[PRML] Chapter6 - Kernel Method (2) : GP

minsoo9506 included in PRML

2021-11-29 1054 words 5 minutes

Contents

Gaussian Process에 대해 정리하였다.

6.4 Gaussian Processes

이 부분은 카이스트 문일철 교수님의 유투브영상을 보고 정리하였습니다.

Continuous Domain Data

GP는 continuous domain data 분석에 유용하다.
- Time, Space, Spatio-Temporal…
어떻게 분석, 모델링?
- Estimating on the underlying function (ex. Autoregression)
- Prediction on the unexpected point (ex. extrapolation with autoregression)

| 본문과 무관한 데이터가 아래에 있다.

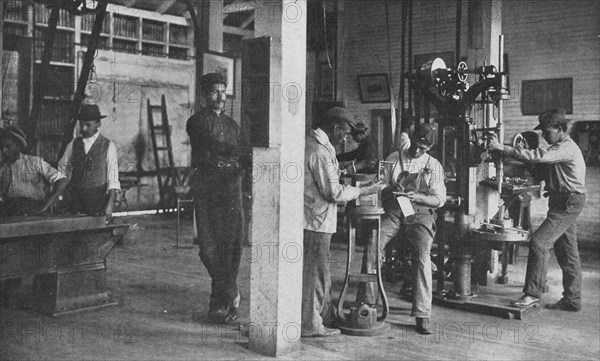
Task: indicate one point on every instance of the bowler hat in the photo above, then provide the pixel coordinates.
(424, 134)
(551, 118)
(340, 113)
(213, 78)
(89, 112)
(15, 133)
(359, 128)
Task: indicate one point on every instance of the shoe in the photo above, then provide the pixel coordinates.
(217, 315)
(563, 304)
(321, 332)
(525, 301)
(423, 326)
(233, 313)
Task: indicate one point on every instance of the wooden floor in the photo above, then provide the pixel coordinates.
(162, 293)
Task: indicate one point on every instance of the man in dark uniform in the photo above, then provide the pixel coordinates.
(217, 190)
(364, 158)
(565, 182)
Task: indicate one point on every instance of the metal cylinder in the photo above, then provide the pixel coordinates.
(462, 276)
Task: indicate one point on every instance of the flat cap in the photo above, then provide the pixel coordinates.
(213, 78)
(15, 133)
(551, 118)
(424, 134)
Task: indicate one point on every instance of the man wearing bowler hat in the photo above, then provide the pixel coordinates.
(91, 162)
(23, 177)
(419, 179)
(364, 158)
(217, 157)
(565, 183)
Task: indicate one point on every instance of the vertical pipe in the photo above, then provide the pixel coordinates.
(500, 123)
(458, 27)
(410, 63)
(44, 69)
(1, 64)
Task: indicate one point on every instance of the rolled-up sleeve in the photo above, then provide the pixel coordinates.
(437, 186)
(112, 162)
(554, 154)
(326, 175)
(49, 172)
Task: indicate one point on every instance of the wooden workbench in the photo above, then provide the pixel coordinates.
(66, 257)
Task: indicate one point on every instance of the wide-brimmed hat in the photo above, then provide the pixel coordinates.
(15, 133)
(89, 112)
(551, 118)
(424, 133)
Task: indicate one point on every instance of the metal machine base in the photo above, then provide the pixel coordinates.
(487, 304)
(375, 330)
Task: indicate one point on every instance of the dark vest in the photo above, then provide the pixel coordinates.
(89, 170)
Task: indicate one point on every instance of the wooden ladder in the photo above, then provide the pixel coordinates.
(166, 174)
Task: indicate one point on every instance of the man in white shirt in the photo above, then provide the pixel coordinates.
(91, 163)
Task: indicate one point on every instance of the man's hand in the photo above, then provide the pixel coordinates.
(42, 209)
(372, 187)
(493, 143)
(108, 212)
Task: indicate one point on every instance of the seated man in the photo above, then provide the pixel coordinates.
(419, 179)
(364, 158)
(23, 177)
(91, 163)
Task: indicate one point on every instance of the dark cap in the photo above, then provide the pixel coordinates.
(213, 78)
(340, 113)
(89, 112)
(359, 128)
(551, 118)
(424, 134)
(15, 133)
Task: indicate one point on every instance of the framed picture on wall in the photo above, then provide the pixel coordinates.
(374, 88)
(325, 82)
(221, 63)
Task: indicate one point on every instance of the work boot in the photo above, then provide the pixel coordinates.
(423, 326)
(563, 304)
(233, 313)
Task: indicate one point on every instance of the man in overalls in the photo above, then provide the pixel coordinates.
(418, 177)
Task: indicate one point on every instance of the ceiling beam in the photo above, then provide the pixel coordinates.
(238, 31)
(165, 6)
(248, 21)
(237, 7)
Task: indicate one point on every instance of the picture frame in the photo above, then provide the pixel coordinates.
(374, 88)
(325, 82)
(214, 62)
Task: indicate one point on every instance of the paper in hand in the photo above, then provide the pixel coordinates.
(405, 206)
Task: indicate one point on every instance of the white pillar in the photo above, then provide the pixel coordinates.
(278, 186)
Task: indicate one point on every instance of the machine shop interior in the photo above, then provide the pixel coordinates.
(132, 286)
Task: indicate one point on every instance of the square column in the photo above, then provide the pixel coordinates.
(278, 185)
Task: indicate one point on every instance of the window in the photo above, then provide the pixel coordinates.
(87, 23)
(178, 53)
(102, 42)
(153, 30)
(65, 19)
(126, 26)
(153, 49)
(15, 11)
(125, 46)
(64, 45)
(178, 35)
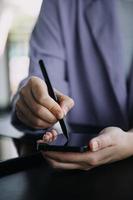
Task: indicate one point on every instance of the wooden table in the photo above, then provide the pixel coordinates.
(31, 178)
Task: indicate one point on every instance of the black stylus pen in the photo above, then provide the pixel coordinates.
(52, 94)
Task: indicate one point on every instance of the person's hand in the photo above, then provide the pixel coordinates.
(112, 144)
(37, 109)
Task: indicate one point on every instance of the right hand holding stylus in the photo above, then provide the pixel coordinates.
(37, 109)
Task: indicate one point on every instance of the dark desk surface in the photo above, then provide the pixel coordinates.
(30, 178)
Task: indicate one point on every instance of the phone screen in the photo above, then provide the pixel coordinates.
(78, 142)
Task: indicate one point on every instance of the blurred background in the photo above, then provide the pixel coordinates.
(17, 19)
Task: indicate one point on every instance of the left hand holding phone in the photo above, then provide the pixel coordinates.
(112, 144)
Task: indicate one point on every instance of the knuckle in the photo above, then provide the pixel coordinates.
(38, 123)
(72, 103)
(44, 98)
(22, 92)
(93, 161)
(52, 120)
(53, 108)
(38, 110)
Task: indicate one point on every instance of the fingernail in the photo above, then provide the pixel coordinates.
(95, 146)
(65, 109)
(60, 115)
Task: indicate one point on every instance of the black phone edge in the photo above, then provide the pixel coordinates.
(65, 148)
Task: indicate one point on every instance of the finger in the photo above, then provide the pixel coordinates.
(62, 166)
(21, 117)
(26, 116)
(54, 132)
(48, 137)
(65, 102)
(100, 142)
(68, 157)
(106, 155)
(37, 109)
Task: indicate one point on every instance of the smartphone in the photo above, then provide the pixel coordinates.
(78, 142)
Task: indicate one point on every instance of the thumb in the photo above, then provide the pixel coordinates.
(66, 103)
(100, 142)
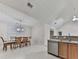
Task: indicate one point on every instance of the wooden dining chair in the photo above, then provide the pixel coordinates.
(24, 41)
(29, 40)
(18, 41)
(5, 44)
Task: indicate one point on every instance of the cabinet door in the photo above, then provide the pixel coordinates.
(53, 48)
(63, 50)
(73, 51)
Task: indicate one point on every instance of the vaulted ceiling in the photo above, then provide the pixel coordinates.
(45, 10)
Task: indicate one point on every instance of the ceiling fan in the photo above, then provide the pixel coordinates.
(75, 18)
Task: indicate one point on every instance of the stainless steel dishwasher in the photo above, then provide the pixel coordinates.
(53, 47)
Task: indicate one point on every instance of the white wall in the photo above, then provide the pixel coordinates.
(70, 27)
(38, 34)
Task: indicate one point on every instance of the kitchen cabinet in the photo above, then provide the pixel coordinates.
(63, 50)
(68, 50)
(73, 51)
(53, 47)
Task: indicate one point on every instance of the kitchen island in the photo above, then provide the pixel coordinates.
(63, 48)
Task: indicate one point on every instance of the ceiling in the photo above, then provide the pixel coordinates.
(45, 10)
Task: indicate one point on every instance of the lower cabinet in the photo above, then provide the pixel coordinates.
(68, 51)
(73, 51)
(63, 50)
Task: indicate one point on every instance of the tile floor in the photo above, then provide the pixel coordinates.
(30, 52)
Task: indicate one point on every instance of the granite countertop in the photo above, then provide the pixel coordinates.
(65, 41)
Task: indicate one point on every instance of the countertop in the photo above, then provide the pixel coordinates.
(65, 41)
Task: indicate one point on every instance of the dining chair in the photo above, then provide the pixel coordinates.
(18, 41)
(29, 40)
(24, 41)
(6, 44)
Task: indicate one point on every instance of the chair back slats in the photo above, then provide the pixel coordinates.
(2, 39)
(18, 40)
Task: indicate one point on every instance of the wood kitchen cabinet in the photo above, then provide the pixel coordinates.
(73, 51)
(63, 50)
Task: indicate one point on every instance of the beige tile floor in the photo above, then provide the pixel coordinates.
(30, 52)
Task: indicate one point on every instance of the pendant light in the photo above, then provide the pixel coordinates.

Underlying Function and Observations

$Y = sinc(x)$ 라는 함수를 underlying function이라고 하자. 여기서 gaussian noise를 추가하여 observation들을 생성했다.

지금 그림은 없지만 그림1은 x에 따라 분산이 동일하고 그림2는 x에 따라 분산이 변화(x가 클수록 분산이 커짐)한다.

underlying function을 구해야하므로 mean function을 찾는 것은 당연하고
추가로 variance(or precision) function도 중요하다.

$$\mu(t), \sigma(t)^2$$

Simple Analyses without Domain Correlation

mean function을 domain correlation없이 estimate한다고 하자. 즉, 특정 1개의 point에서 mean과 variance를 계산하는 것이다. 그런데 continuous domain에서 사실 같은 $x(t)$에 대해 multiple obsevation이 나올 수 없다. 약간의 discretize라고 할 수 있다.

해당 domain point에서 observation이 많으면 어느 정도 smooth하게 mean function을 구할 수 있다. 하지만 반대의 경우 좋은 estimation이 어렵다.

그래서 우리는 주위의 다른 domain data point도 사용하는게 좋지 않을까 라는 생각을 할 수 있다.

Simple Analyses with Domain Correlation

Moving average
- time window(특정 구간)를 설정하고 평균
- 급격하게 변화하는 구간은 잘 안 맞을 수도 있다.
- time window에 따라 변화
  - window가 커질수록 smooth해진다.

$$MA(x) = \frac{1}{N} \sum_{x \in W} y_i$$

그런데 모든 data point에 동일한 가중치를 주는게 다르게 주면 어떨까? 예를 들면,

Squared Exponential
- $L$이 커지면 window가 커지는 역할
- 위에서 window 크기처럼 $L$을 적절히 선택해야한다.

$$k(x,x_i;L) = exp(-\frac{|x-x_i|^2}{L^2})$$

위처럼 domain correlation을 다르게 생각하고 거리에 따라 가중치를 다르게 주는 것이다. 가까울수록 큰 가중치!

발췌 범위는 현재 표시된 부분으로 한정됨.